Mount Yapeitso is located in the unorganized territory of Mont-Valin, in the Le Fjord-du-Saguenay Regional County Municipality, in the administrative region of Saguenay–Lac-Saint-Jean, in Quebec, in Canada.

== Toponymy ==
In 1949, botanist Jacques Rousseau explored the Otish Mountains, which he designated as "the hydrographic hub of Quebec". As of January 1950, he informed the secretary of the Commission de géographie du Québec of a project to name the geographical entities included in these mountains. In an article entitled “The Rise and Fall of the Watshish Mountains”, published in 1959, Rousseau presented his toponymic proposals, including the name “Bignell Peak” to designate Mount Yapeitso. This name refers to Frank Bignell, an assistant surveyor whom Rousseau considers to be probably the first white man to have climbed the mountain at the end of the previous century. Frank Bignell was the son of John Bignell (1817-1902), the surveyor who explored the Lake Mistassini area with geologist Albert Peter Low in 1885.

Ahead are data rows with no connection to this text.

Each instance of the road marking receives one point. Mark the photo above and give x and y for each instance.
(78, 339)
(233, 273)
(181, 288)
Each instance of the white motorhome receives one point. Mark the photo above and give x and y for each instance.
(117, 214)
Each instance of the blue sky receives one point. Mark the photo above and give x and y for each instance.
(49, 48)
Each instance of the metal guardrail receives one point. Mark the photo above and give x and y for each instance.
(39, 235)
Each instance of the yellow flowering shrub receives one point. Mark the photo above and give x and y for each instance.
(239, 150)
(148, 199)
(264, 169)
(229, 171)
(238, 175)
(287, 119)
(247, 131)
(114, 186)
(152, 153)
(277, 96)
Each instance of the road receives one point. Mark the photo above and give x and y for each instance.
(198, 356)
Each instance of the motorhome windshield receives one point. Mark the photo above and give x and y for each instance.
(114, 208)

Rousseau knew that this mountain was called “Mount Yapeitso” by the Nichicoun Amerindians (members of the Naskapi nation), “yapeits” meaning “male caribou”. He chose to preserve this name by attributing it to the lake which borders the north-eastern side of the mountain (this sheet of water is now called lake of the Ptarmigan). In 1971, the Commission de géographie du Québec chose to rehabilitate the Amerindian name and formalize the name of the mountain in the form Mont Yapeitso .

The toponym "mont Yapeitso" was registered on November 18, 1971, in the Quebec Place Names Bank of the Commission de toponymie du Québec.

== Geography ==
Culminating at 1128 m above sea level, Mount Yapeitso stands on the south-eastern flank of the Otish Mountains, about 230 km west of Fermont, located in the Côte-Nord region. It straddles the boundaries of the municipality of Eeyou Istchee James Bay and the MRC of Le Fjord-du-Saguenay Regional County Municipality.

The nearest towns are Baie-Comeau and Chibougamau.